On 11/9/2017 9:15 PM, Alan Grayson wrote:


On Thu, Nov 9, 2017 at 10:05 PM, Brent Meeker <[email protected] <mailto:[email protected]>> wrote:



    On 11/9/2017 8:55 PM, [email protected]
    <mailto:[email protected]> wrote:


    On Thursday, November 9, 2017 at 8:00:45 PM UTC-7, Brent wrote:



        On 11/9/2017 6:23 PM, Alan Grayson wrote:
        The difference between spatially flat and asymptotically
        flat for a huge universe would be virtually impossible to
        distinguish by measuring the sum of angles in a triangle.
        Moreover, I don't see how spatially flat can have nothing to
        do with extent, since in applying Euclidean geometry we
        surely seem to be dealing with an infinitely extended plane.
        TIA.

        Not necessarily.  You could have periodic boundary
        conditions.  But most cosmologists do assume the universe is
        infinite in spatial extent.  Of course the flatness isn't
        measured by triangulation.  It's measured by comparing the
        spatial spectrum of the CMB variations to model predictions
        with different mass densities.
        https://arxiv.org/pdf/astro-ph/0004404
        <https://arxiv.org/pdf/astro-ph/0004404>

        Brent


    However flatness is measured, the criterion still seems Euclidean
    and hence infinite in extent if one believes the triangle
    measured has combined angles of 180 degrees.
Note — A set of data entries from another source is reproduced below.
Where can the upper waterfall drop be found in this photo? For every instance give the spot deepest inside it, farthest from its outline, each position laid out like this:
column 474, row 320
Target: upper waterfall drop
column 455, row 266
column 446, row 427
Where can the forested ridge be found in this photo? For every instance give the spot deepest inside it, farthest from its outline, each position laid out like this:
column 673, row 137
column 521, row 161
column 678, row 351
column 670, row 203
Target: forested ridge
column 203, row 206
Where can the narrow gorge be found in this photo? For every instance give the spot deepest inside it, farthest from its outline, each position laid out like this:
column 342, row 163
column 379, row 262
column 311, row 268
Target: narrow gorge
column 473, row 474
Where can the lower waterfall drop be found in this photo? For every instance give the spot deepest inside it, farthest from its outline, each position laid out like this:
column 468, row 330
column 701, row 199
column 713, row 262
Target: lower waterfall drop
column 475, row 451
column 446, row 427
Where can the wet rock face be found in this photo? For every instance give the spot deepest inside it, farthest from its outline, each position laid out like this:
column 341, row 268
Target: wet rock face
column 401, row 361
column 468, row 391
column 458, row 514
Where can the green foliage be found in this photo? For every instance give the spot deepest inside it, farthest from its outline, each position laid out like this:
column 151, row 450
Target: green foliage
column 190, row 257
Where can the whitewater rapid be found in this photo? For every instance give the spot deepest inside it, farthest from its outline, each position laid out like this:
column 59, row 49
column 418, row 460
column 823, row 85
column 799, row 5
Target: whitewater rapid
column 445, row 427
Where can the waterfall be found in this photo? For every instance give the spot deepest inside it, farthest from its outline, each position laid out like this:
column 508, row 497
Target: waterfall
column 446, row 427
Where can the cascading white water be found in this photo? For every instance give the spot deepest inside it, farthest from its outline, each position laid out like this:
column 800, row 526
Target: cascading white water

And I don't see how
    this is distinguishable from asymptotically flat for a huge but
    finite universe.

    It's not.


That's my point. No way of distinguishing flat from asymptotically flat for a huge universe, so the assumption of infinite spatial extent by cosmologists seems unwarranted. But as you note below, the universe could have begun with infinite spatial extent. But ours didn't AFAIK. It began as astronomically tiny and expanded via inflation.

But you don't know that.  According to Einstein's equations the visible part of the universe started at /*zero*/ size. Of course no one takes that entirely seriously since at very small distances quantum mechanics must invalidate Einstein's equations.

Brent


    Moreover, it seems contradictory that a universe which has
    expanded for a finite duration, could be infinite in spatial
    extent. TIA.

    It can if it starts off infinite.  Remember the expansion in
    Einstein's equation is just a /*factor*/, not an absolute value.